Merrill Lynch, bought by Bank of America in 2009, said investor losses were the result of “the overall economic downturn, housing-price declines and reduced liquidity,” according to settlement papers.
The investors’ attorneys requested a final hearing on March 21 to approve the settlement.
The litigation included “review and analysis of more than 20 million pages of documents,” David Stickney, a lawyer for the investors, said in court papers.
The lead case is Public Employees’ Retirement System of Mississippi v. Merrill Lynch & Co., 08-CV-10841, U.S. District Court, Southern District of New York (Manhattan).
Pfizer Ordered by Jury to Pay $72.6 Million in Prempro Case
Pfizer Inc. must pay $72.6 million in damages to three women who said they developed breast cancer after taking the company’s menopause drugs, a Philadelphia jury decided.
Jurors yesterday in state court deliberated over two days before finding hormone-replacement drugs made by Pfizer’s Wyeth and Pharmacia Upjohn units were responsible for Susan Elfont, Bernadette Kalenkoski and Judy Mulderig developing cancer. The panel awarded Elfont $20 million in compensatory damages; Kalenkoski, $27.9 million; and Mulderig, $24.8 million.
“We are obviously disappointed with the verdict in this case,” Chris Loder, a Pfizer spokesman, said in a written statement. “Once the verdict is finalized, the company will weigh its legal options to determine how it will continue with the case.”

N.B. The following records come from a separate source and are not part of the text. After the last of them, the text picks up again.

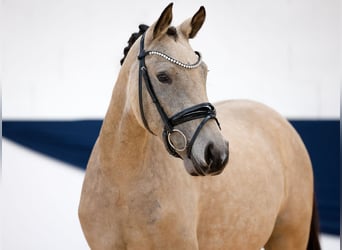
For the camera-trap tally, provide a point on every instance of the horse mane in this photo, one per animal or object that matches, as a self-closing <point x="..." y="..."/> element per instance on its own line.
<point x="132" y="39"/>
<point x="142" y="28"/>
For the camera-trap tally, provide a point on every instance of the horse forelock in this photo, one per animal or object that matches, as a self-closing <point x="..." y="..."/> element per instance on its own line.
<point x="132" y="39"/>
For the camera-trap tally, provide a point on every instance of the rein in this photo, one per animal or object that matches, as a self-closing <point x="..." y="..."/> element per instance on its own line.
<point x="205" y="111"/>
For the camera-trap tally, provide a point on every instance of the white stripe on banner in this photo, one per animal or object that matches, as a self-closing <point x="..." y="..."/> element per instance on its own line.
<point x="40" y="203"/>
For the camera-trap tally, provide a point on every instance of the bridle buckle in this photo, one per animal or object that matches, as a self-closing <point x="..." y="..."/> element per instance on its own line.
<point x="174" y="131"/>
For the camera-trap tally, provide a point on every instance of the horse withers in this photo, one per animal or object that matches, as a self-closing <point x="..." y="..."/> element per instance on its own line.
<point x="162" y="175"/>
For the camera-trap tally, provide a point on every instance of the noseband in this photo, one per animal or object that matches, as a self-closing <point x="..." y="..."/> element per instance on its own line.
<point x="204" y="111"/>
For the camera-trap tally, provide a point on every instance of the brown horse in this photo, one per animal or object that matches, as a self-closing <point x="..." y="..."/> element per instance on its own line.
<point x="139" y="195"/>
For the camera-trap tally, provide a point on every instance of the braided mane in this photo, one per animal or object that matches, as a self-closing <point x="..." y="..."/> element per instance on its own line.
<point x="132" y="39"/>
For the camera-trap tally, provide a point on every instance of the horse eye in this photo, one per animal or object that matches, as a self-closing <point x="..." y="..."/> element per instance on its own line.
<point x="164" y="78"/>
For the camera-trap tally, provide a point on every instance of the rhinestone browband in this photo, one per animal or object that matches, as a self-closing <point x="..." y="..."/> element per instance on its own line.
<point x="175" y="61"/>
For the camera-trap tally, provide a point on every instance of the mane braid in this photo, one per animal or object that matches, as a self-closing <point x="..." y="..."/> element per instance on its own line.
<point x="132" y="39"/>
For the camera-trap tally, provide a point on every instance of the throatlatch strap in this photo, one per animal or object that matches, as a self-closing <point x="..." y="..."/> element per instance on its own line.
<point x="202" y="110"/>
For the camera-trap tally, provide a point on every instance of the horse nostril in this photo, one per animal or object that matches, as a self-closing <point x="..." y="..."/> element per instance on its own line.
<point x="209" y="154"/>
<point x="216" y="158"/>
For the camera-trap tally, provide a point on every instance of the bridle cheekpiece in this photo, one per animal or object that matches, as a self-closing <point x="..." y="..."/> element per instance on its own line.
<point x="205" y="111"/>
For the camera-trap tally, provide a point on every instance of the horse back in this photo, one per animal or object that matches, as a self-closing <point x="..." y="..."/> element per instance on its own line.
<point x="267" y="183"/>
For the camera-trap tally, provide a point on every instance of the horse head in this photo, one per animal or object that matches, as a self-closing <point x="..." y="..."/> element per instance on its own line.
<point x="167" y="91"/>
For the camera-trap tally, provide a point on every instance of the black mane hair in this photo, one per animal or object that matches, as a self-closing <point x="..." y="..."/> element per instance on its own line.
<point x="132" y="39"/>
<point x="142" y="28"/>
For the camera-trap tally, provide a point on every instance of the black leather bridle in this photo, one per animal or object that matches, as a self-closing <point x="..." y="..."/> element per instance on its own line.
<point x="205" y="111"/>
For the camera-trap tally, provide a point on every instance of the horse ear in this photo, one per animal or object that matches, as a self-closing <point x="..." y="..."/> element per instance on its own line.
<point x="163" y="22"/>
<point x="191" y="26"/>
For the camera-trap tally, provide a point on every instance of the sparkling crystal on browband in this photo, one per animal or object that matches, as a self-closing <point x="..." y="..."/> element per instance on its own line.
<point x="175" y="61"/>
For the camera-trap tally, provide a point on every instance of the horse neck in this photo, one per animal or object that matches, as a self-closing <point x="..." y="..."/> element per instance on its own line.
<point x="122" y="142"/>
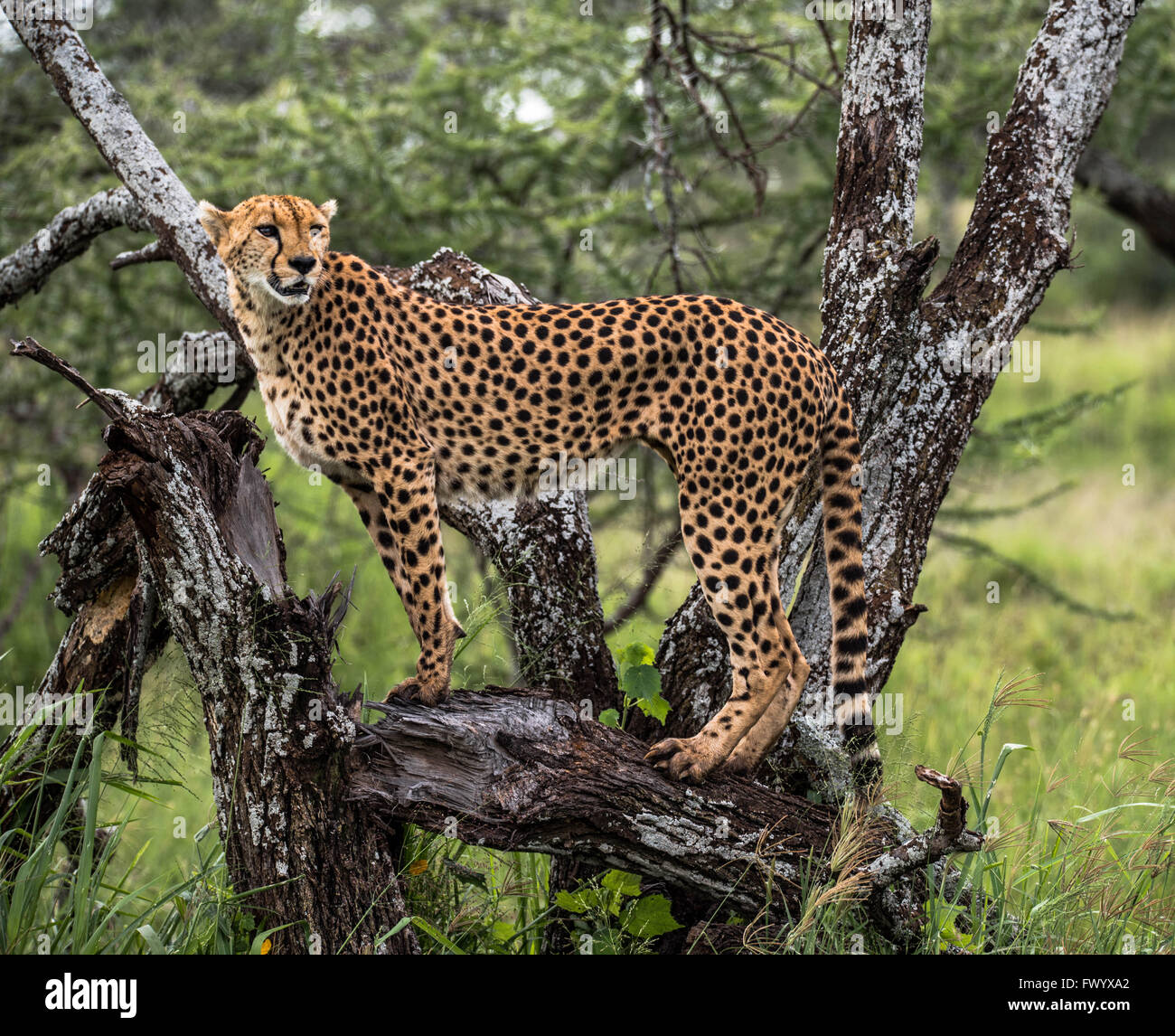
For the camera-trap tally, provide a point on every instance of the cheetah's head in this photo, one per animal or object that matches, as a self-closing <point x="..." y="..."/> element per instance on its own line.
<point x="271" y="243"/>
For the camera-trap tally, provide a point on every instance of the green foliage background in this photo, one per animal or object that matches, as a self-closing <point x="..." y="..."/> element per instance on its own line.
<point x="352" y="100"/>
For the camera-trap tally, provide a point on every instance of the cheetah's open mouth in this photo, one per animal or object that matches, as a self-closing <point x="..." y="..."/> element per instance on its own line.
<point x="298" y="287"/>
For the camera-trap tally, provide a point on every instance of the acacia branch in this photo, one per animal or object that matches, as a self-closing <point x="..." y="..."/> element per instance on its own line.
<point x="67" y="235"/>
<point x="165" y="203"/>
<point x="893" y="348"/>
<point x="1146" y="203"/>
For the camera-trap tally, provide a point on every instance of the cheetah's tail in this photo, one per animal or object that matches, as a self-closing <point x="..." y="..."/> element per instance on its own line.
<point x="841" y="459"/>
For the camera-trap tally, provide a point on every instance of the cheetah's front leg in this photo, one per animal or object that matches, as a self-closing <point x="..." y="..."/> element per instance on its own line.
<point x="402" y="518"/>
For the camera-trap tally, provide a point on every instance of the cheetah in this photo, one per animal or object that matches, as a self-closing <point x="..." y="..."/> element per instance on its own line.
<point x="402" y="400"/>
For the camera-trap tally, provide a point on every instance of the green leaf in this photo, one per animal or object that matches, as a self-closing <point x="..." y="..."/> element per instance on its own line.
<point x="575" y="902"/>
<point x="649" y="918"/>
<point x="656" y="707"/>
<point x="642" y="682"/>
<point x="622" y="882"/>
<point x="635" y="655"/>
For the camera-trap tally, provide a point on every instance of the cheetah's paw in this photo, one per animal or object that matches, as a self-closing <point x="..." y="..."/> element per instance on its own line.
<point x="682" y="759"/>
<point x="416" y="690"/>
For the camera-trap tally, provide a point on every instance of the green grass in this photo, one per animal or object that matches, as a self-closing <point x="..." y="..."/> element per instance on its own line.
<point x="1076" y="852"/>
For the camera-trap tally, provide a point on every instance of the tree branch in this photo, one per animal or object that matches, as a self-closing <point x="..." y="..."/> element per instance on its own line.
<point x="1146" y="203"/>
<point x="69" y="234"/>
<point x="129" y="153"/>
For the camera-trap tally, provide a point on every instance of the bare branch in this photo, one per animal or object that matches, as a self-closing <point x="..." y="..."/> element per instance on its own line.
<point x="1146" y="203"/>
<point x="129" y="153"/>
<point x="67" y="235"/>
<point x="154" y="253"/>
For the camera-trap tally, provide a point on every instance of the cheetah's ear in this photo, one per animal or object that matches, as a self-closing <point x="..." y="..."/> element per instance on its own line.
<point x="214" y="221"/>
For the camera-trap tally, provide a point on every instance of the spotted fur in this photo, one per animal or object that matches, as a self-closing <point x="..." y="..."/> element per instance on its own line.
<point x="402" y="400"/>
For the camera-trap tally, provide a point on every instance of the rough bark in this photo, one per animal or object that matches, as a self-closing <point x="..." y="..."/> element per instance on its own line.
<point x="522" y="771"/>
<point x="304" y="852"/>
<point x="132" y="155"/>
<point x="896" y="350"/>
<point x="66" y="236"/>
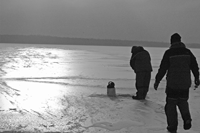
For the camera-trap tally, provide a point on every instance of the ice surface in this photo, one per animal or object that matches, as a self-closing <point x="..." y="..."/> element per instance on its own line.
<point x="62" y="88"/>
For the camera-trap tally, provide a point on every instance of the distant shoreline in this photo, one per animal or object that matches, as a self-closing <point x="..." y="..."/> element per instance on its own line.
<point x="33" y="39"/>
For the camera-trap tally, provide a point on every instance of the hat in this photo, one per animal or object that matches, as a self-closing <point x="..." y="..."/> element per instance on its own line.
<point x="175" y="38"/>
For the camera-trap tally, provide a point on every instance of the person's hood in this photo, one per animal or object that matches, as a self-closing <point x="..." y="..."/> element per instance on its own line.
<point x="137" y="49"/>
<point x="177" y="45"/>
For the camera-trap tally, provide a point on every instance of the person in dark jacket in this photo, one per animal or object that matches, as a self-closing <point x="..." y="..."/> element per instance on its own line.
<point x="140" y="62"/>
<point x="177" y="63"/>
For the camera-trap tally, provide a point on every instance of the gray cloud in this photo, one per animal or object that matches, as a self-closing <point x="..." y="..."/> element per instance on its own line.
<point x="151" y="20"/>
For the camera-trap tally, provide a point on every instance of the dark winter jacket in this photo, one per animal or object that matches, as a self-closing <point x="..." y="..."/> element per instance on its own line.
<point x="140" y="60"/>
<point x="177" y="63"/>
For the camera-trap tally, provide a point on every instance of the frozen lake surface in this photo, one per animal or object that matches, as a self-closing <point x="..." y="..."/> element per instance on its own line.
<point x="62" y="88"/>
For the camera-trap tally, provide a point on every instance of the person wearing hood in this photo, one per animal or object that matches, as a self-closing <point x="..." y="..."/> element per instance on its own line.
<point x="140" y="62"/>
<point x="177" y="63"/>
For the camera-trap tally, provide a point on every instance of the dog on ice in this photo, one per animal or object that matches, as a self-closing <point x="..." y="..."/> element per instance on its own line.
<point x="111" y="89"/>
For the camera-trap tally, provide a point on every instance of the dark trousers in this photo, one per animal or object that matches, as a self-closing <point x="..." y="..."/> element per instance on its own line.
<point x="142" y="83"/>
<point x="171" y="111"/>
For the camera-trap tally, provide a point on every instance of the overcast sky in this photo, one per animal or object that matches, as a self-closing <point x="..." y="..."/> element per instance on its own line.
<point x="146" y="20"/>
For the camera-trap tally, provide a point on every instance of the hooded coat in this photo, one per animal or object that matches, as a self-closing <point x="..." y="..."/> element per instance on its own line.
<point x="140" y="60"/>
<point x="177" y="63"/>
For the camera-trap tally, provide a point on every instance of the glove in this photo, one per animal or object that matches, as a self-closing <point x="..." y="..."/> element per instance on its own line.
<point x="197" y="82"/>
<point x="156" y="85"/>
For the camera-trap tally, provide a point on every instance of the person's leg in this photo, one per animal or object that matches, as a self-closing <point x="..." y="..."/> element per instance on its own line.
<point x="185" y="113"/>
<point x="171" y="114"/>
<point x="146" y="83"/>
<point x="140" y="80"/>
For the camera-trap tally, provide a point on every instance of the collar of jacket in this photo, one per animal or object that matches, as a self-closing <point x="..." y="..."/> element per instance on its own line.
<point x="177" y="45"/>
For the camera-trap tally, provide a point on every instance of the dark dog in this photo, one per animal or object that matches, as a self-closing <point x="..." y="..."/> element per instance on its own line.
<point x="111" y="89"/>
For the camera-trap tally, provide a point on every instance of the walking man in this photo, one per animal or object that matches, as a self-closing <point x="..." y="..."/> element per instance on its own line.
<point x="140" y="62"/>
<point x="177" y="63"/>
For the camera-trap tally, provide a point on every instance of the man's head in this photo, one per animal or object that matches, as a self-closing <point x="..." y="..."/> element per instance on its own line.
<point x="136" y="49"/>
<point x="175" y="38"/>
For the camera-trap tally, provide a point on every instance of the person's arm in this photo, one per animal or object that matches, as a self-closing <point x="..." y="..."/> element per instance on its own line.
<point x="194" y="68"/>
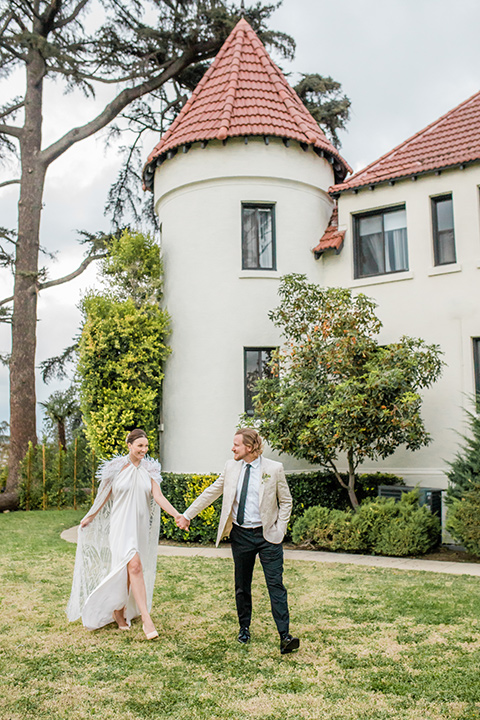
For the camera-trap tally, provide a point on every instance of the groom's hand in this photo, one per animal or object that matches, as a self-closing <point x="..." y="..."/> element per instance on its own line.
<point x="182" y="522"/>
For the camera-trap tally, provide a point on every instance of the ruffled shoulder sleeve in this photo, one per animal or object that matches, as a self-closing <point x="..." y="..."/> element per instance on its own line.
<point x="108" y="469"/>
<point x="153" y="468"/>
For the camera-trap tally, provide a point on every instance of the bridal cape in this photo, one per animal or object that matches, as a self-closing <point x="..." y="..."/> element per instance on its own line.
<point x="127" y="523"/>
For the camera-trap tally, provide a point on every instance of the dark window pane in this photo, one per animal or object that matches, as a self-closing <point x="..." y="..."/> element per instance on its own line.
<point x="443" y="231"/>
<point x="258" y="237"/>
<point x="381" y="243"/>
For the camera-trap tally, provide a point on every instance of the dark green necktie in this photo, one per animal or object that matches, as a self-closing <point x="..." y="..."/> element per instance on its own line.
<point x="243" y="496"/>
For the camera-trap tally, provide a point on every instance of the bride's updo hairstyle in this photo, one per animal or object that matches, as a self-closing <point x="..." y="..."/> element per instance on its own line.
<point x="135" y="435"/>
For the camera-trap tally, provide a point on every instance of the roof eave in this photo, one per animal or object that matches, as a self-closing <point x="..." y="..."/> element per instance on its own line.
<point x="336" y="191"/>
<point x="339" y="165"/>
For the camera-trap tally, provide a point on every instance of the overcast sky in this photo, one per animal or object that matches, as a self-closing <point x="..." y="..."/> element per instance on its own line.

More than 6 million women took Prempro and related menopause drugs to treat symptoms such as hot flashes and mood swings before a 2002 study highlighted their links to cancer. Wyeth’s sales of the medicines, which are still on the market, topped $2 billion before the release of the Women’s Health Initiative, a National Institutes of Health-sponsored study.
Until 1995, many menopausal women combined Premarin, Wyeth’s estrogen-based drug, with progestin-laden Provera, made by Pfizer’s Upjohn unit, to relieve their symptoms. Wyeth combined the two hormones in its Prempro pill.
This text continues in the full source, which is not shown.